YaRN: Efficient Context Window Extension of Large Language Models
This repo contains the code and data for the YaRN context window extension method.
Awaiting arXiv announcement, citation will go here!
We publish 7B and 13B variants of LLaMA 2 fine-tuned with YaRN at 64K and 128K context window length. They are available under the LLaMA 2 license on 🤗 Hugging Face.
Size | Context | Link |
---|---|---|
7B | 64K | NousResearch/Yarn-Llama-2-7b-64k |
7B | 128K | NousResearch/Yarn-Llama-2-7b-128k |
13B | 64K | NousResearch/Yarn-Llama-2-13b-64k |
13B | 128K | NousResearch/Yarn-Llama-2-13b-128k |
We strongly believe in open science, and thus publish all code and data to reproduce the results in our paper. To reproduce, clone the repository and perform a local installation.

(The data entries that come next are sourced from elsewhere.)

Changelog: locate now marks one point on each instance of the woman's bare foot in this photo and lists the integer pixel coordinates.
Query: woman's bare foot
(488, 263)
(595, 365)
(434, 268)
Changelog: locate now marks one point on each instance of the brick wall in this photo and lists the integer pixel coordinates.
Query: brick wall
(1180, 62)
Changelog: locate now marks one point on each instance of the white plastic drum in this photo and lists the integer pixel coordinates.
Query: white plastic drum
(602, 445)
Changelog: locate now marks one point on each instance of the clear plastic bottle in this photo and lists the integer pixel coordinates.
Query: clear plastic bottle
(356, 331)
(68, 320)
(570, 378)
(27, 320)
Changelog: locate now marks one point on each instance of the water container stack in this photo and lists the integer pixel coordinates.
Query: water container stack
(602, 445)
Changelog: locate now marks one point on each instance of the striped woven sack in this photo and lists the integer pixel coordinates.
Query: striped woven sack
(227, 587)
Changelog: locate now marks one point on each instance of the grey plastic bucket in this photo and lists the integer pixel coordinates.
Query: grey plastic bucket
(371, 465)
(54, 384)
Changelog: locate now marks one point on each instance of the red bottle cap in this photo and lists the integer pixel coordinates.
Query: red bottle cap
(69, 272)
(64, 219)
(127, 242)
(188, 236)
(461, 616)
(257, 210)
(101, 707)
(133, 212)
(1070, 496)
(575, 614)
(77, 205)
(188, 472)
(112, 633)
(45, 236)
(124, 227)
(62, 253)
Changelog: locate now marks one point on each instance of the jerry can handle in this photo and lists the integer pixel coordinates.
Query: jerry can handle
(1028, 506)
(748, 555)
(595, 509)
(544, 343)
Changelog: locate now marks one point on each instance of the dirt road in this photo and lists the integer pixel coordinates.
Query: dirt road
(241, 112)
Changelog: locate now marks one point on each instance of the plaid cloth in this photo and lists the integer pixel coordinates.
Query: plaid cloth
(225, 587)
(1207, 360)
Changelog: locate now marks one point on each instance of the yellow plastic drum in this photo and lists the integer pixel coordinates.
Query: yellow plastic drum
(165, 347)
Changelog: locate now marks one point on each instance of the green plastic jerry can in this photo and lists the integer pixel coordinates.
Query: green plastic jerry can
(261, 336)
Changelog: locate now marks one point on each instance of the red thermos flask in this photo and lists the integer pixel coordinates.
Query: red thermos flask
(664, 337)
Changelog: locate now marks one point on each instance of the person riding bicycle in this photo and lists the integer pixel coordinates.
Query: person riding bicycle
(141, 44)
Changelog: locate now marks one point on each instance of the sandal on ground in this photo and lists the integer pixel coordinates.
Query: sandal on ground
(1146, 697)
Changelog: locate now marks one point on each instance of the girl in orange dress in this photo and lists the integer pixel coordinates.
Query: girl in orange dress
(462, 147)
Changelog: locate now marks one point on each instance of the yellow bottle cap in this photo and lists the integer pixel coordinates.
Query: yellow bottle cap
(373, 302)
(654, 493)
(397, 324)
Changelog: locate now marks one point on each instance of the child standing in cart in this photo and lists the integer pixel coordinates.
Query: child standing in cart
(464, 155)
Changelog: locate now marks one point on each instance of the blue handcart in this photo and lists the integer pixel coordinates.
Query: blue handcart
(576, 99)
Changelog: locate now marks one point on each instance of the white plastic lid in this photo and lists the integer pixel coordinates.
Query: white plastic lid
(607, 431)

git clone https://github.com/jquesnelle/yarn
cd yarn
pip install -e .
To train the models, run accelerate config
and enable DeepSpeed acceleration. deepspeed/zero3.json
was the configuration file used for training.
# ./train.sh
The tokenized training data is available on Hugging Face and was derived from the pg19 dataset.
To reproduce the evaluations, install lm-evaluation-harness with pip install git+https://github.com/EleutherAI/lm-evaluation-harness
and then run the two provided scripts.
# ./eval.sh
# ./eval-harness.sh